I'm so disappointed in you as a brand for doing this, it's wrong. Popularising the word 'faggot' isn't the way forward. Please rectify.
— John (@JJW94) October 13, 2018
Wearing derogatory words is not the way to do it. Simply offensive.
— Sandra ???????????????????????????? (@SandraRankin_UK) October 12, 2018
Others have aired the frustration and disappointment.
“The more hate you wear, the less you care” I agree but there’s a fine line you shouldn’t cross when using ‘hate’ as slogans adorned onto garments. Are we really suggesting the way to eliminate hate speech is to normalise it?

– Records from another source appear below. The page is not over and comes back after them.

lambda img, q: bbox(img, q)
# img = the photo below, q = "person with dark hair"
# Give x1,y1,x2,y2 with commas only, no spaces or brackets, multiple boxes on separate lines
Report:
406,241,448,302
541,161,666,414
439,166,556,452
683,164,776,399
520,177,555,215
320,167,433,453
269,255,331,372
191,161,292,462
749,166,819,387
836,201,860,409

— FRASER MAXIMILIAN (@f__maximilian) October 18, 2018
This is such trash. I get what @DIESEL are trying to do but mixing words like faggot with ones like uncool or weirdo is insulting. This does not help us. Instead it just helps them get a few extra clicks for their dying brand. https://t.co/3PGBj7qH2W
— Luke Thornhill ????????♂️ (@lukeethornhill) October 11, 2018
I know what Diesel are trying to do, but I feel they are failing spectacularly with this. I find it a bit uncomfortable. pic.twitter.com/SCe2N4m884
— Grundy ????️???? (@GrundyOxford) October 10, 2018
Love the #hatecouture campaign sentiment @DIESEL. But flashing a hateful, violent word in shop displays out of context feels a bad move. As does drawing equivalence between mild insults “uncool” and “bad guy”, and the word “faggot”. pic.twitter.com/8OhHKgqyAL
— Matt Haworth (@acrim) October 7, 2018
One person said they wanted proceeds from jacket were being donated to an LGBTQ+ charity.

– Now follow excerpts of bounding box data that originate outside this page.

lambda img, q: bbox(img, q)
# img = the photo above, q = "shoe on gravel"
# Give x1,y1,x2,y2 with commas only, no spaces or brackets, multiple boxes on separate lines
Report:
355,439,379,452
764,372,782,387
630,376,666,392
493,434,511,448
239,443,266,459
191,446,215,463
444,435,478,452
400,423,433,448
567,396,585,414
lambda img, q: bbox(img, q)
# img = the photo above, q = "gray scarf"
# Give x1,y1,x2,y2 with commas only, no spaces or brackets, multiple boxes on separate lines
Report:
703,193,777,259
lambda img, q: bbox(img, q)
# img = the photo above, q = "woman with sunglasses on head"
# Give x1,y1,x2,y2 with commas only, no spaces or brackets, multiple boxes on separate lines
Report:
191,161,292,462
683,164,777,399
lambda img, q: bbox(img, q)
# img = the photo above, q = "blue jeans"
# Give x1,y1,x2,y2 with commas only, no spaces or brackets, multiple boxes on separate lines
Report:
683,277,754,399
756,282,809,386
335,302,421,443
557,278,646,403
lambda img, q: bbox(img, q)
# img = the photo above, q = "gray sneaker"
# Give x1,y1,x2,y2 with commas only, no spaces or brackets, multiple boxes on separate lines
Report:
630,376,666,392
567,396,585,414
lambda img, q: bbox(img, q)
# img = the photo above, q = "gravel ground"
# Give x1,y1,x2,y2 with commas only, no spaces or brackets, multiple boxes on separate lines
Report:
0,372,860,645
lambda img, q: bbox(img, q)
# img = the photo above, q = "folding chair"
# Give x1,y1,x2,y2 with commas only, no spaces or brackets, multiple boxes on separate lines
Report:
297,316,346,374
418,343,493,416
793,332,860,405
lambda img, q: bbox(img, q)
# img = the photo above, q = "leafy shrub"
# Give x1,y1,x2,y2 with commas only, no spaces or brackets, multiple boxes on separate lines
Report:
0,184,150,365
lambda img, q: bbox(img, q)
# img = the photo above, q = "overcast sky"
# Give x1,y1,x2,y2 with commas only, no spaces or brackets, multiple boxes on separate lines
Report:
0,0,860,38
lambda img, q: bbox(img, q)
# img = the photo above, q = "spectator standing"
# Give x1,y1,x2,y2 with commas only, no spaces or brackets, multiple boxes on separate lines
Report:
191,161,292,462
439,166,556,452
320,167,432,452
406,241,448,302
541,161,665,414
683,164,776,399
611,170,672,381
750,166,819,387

Whatever the intentions were behind that 'faggot' Diesel jacket, nothing makes me more sad than knowing a) it's sold out in some sizes, and b) not a penny of those sales are going to LGBTQ+ charities.
— douglas greenwood (@douglasgrnwd) October 17, 2018
But Dorfman, who was involved in the conception of the coat clarified on the platform that “all proceeds from this jacket are benefitting the Ali Forney Center in NY which provides shelter, food, and programs to homeless LGBTQ+ youth.”

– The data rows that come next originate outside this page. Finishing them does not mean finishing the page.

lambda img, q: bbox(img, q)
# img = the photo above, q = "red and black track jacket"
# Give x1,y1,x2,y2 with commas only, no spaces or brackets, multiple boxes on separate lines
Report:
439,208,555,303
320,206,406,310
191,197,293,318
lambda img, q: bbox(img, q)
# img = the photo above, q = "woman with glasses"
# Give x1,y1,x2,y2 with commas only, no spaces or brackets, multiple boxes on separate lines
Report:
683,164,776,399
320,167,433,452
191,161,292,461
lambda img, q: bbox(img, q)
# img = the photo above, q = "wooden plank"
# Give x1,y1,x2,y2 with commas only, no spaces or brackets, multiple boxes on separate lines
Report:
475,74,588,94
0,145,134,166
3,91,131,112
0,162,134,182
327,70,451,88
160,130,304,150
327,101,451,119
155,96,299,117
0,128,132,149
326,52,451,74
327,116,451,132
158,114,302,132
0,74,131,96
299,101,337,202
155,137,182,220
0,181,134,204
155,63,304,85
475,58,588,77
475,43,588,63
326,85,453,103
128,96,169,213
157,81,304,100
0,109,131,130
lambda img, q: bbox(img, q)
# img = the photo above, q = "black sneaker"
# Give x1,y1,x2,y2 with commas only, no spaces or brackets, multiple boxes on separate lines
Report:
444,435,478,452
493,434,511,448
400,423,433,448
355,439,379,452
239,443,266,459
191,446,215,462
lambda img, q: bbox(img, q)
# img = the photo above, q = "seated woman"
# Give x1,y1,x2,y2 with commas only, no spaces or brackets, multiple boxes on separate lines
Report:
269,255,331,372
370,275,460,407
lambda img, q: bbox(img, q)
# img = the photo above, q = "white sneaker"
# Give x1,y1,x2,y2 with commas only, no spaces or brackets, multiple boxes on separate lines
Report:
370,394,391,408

In a statement provided to Mic, Diesel addressed the backlash.
“Our aim has always been to disempower those that create the hate and manifest negativity. Every individual cast within the campaign relates personally to the issue itself. To bring awareness to the wider issue, each chose a phrase that they wanted to wear proudly with the goal of empowering others to take a stance,” a spokesperson for the brand said. “Together, Diesel and Tommy Dorfman use this as a platform to disempower the haters and show the more hate you wear, the less you care.”
Diesel isn’t the first brand to come under fire this year for a botched rollout of an anti-bullying campaign. In September, LPA and Revolve were criticised selling sweatshirts that seemed to promote fat-shaming.
INSIDER has reached out to both Tommy Dorfman and Diesel for comment.